Tolman Spencer, who had been keeper since 1928, resigned his position on September 4, 1941, when the light was automated and taken over by the Woods Hole Coast Guard. By 1958, the light was considered less important, and its candlepower was reduced from 7,500 to 700. The house and other structures deteriorated and were torn down in 1962. Today, a modern optic sends out a flashing white light every six seconds from the tower’s lantern room.

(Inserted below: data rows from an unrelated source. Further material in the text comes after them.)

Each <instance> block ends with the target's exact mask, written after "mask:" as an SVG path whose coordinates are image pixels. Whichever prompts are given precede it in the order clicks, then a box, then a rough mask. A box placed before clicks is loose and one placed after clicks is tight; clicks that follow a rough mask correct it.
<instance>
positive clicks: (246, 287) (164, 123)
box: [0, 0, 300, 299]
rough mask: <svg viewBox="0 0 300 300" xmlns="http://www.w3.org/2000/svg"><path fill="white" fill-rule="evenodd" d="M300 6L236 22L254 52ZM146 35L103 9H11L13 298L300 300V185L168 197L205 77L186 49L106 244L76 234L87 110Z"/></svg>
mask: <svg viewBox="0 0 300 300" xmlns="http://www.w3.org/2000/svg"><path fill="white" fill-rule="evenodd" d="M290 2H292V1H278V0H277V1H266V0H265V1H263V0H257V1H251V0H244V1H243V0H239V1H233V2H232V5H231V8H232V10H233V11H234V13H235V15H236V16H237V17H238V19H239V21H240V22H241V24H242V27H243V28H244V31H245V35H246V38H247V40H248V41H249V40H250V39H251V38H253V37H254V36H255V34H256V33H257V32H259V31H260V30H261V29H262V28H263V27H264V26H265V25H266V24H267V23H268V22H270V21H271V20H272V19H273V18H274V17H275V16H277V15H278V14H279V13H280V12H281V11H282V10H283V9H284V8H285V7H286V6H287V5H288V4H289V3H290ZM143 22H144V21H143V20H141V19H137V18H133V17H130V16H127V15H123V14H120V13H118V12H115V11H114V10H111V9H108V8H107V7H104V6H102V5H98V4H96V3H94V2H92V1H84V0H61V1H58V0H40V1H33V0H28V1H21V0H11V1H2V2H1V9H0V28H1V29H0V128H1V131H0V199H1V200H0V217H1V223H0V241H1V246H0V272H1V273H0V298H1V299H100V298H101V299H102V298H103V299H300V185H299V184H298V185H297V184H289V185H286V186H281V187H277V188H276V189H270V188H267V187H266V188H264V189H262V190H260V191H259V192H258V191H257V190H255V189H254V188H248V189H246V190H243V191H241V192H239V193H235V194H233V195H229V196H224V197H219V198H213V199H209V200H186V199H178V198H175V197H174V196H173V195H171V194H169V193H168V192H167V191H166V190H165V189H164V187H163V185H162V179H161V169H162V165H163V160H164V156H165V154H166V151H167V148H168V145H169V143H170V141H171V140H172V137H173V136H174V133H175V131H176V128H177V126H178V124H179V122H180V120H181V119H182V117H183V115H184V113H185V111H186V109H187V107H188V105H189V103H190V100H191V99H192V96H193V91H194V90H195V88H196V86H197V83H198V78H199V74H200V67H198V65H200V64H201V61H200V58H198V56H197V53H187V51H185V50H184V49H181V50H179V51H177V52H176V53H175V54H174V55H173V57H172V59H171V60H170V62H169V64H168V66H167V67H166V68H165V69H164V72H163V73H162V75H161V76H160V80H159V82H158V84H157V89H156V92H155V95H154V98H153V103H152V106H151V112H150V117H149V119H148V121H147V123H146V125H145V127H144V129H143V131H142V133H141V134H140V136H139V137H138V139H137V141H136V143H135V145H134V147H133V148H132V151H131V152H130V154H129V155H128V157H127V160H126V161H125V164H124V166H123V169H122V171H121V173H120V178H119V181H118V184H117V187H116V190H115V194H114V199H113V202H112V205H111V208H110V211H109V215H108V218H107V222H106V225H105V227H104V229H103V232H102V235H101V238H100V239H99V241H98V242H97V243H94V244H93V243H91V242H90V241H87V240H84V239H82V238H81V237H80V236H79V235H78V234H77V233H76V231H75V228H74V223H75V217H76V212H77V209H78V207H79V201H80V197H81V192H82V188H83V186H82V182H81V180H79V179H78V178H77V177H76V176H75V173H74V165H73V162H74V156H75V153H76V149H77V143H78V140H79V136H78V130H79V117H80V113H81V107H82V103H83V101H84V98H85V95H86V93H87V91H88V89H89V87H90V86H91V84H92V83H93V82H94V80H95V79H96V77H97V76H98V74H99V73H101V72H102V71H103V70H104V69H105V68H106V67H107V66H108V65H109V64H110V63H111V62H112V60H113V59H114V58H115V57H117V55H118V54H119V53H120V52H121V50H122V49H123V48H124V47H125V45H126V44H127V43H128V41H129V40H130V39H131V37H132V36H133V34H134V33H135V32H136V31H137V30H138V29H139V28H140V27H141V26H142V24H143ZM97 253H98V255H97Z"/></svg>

In August 2001, a three-year effort by the Cuttyhunk Historical Society and the Naushon Trust to become caretakers of Tarpaulin Cove Lighthouse won a twenty-five-year license for the tower from the Coast Guard. The Cuttyhunk Historical Society has rasied over $100,000 since taking over maintenance of the lighthouse in 2001, and in 2018, the society repaired the roof and resealed and painted the lighthouse.
In July 2024, Tarpulin Cove Lighthouse was declared excess to the needs of the United States Coast Guard and made available to eligible organizations under the provisions of the National Historic Lighthouse Preservation Act of 2000. Qualified entities were given sixty days to submit a letter of interest.
As Naushon Island is maintained in its rugged, natural state on a second ninety-nine-year lease from the government to the Forbes family of Boston, the public is not allowed to land on the island, and since no public cruises pass close to Tarpaulin Cove, viewing the lighthouse is difficult.